Don’t undercut brownfields tax credit

Changes threaten renaissance of Gateway Cities

WHEN AN ENVIRONMENTAL remediation program has thrived for a quarter-century — converting abandoned industrial sites into engines of job creation that address the ravages of environmental contamination — turning our backs on that progress seems unwise.

Nevertheless, the state is on the precipice of making an unfortunate error in ending decades of success under the state’s Brownfields Tax Credit, first conceived in 1998. Proposed regulatory changes would render this thoroughly successful policy all but useless by muddying the rules with unnecessary red tape, increasing the complexity of financing tools, and throwing up new roadblocks to redevelopment and growth.

Historically, businesses and non-profits could receive tax credits through the program, which can offset state tax liabilities or be sold to a third party, as long as the remediation adheres to the environmental rules laid out by the state Department of Environmental Protection. Remediation projects are expensive, enormously beneficial for cities and towns, and a major tool in the state’s economic tool kit.

A 2014 study conducted by NAIOP, the Commercial Real Estate Development Association of Massachusetts, found that the brownfields tax credit program had resulted in $7.74 million in new state tax revenue for each credit dollar, and $13.56 million in direct and indirect new tax revenues.

Brownfields redevelopment has been a vital linchpin in the renaissance of Gateway Cities. Without the tax credits, many of these redevelopment projects — integral to the success stories of places like my hometown of Worcester — never would have happened. Jobs would not have come back, brownfields would not have turned green, and water systems would not have been cleaned up by the remediation measures.

As the federal Environmental Protection Agency puts it, “Cleaning up and reinvesting in these properties protects the environment, reduces blight, and takes development pressures off greenspaces and working lands.”

Historically bipartisan — a tax policy that lifts up communities in an environmentally sustainable and economically beneficial way — the brownfields tax credit program should be allowed to continue to prosper. Obfuscating the core mission would be devastating to cities and towns trying to redevelop former industrialized areas, which is a matter of survival in many municipalities.

The development and real estate communities have been frustrated by changes to the tax credit program that have resulted in applications’ initial processing times taking six months or significantly longer. Wait times for appeals have spiked as well. And the state’s Department of Revenue has begun the “claw back” process on tax credits that have already withstood the vetting process, been approved, and sold.

Obviously, these moves have been destabilizing and have had an understandable chilling effect — not just on the cleanup of a few vacant lots and the construction of some new buildings, but on the very real progress in racial, environmental, and economic justice the program has achieved over the years.

The slowdown in utilization of the program is concerning, and we’re grateful that Lt. Gov. Karyn Polito has convened stakeholders, including the Department of Revenue and the Department of Environmental Protection, to review the policy.

As a former lieutenant governor myself, and I’m sure Lt. Gov. Polito would say the same, I could travel around the state and point to neighborhoods whose futures have been rescued by programs like the brownfields tax credit.

In Lawrence, a site that had been contaminated by fuel oil storage and automotive work became the new home of the Prospect Iron and Steel Corporation, a family-owned company that had been displaced from its home of 87 years by eminent domain.

A vacant box mill in New Bedford became a sprawling greenhouse farm. A former parking lot in Boston’s South End now hosts a residential building, helping alleviate the housing crunch.

And in Worcester, the utilization of the brownfields tax credit has enabled us to clean up and repurpose scores of sites, which has helped position our city on its current upward trajectory.
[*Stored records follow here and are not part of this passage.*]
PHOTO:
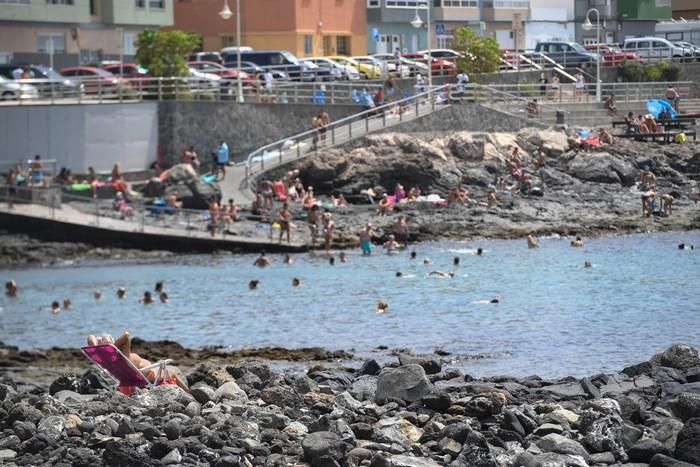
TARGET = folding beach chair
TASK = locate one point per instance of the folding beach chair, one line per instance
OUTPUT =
(124, 373)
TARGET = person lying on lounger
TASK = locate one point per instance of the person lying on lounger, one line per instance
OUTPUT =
(123, 343)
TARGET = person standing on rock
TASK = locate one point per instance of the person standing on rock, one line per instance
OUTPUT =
(222, 157)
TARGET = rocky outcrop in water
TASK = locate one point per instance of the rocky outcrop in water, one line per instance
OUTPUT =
(245, 414)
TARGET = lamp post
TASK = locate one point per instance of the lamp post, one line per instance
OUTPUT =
(587, 26)
(226, 14)
(416, 22)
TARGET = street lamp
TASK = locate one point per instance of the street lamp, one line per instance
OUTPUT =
(587, 26)
(226, 14)
(417, 23)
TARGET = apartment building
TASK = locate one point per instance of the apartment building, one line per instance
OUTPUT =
(620, 19)
(72, 32)
(303, 27)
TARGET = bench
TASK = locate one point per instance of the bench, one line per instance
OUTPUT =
(666, 136)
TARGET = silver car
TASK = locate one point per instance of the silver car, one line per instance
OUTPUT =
(12, 90)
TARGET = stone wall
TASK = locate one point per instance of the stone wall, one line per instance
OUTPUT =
(244, 128)
(465, 117)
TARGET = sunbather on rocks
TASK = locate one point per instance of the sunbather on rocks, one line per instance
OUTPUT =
(123, 343)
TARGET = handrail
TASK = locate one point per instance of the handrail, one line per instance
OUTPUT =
(261, 152)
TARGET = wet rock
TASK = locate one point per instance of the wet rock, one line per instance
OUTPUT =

Now is not the time for us to back off environmentally sound economic redevelopment. In fact, we should push harder, streamlining and expanding the program to encourage communities and developers to see the potential in converting a neighborhood eyesore into an environmentally healthy site of job creation and tax-base broadening.

Meet the Author

Tim Murray

President and CEO, Worcester Regional Chamber of Commerce
If a worthwhile approach to urban redevelopment has fallen prey to administrative inefficiencies or fraud perpetrated by a few bad actors looking to make a quick buck, we should fix those inefficiencies and hold any bad actors accountable. But it would be an egregious mistake to undermine the legislative intent and enormously successful economic development and environment track record of the brownfields tax credit program.

Tim Murray is the president and CEO of the Worcester Regional Chamber of Commerce.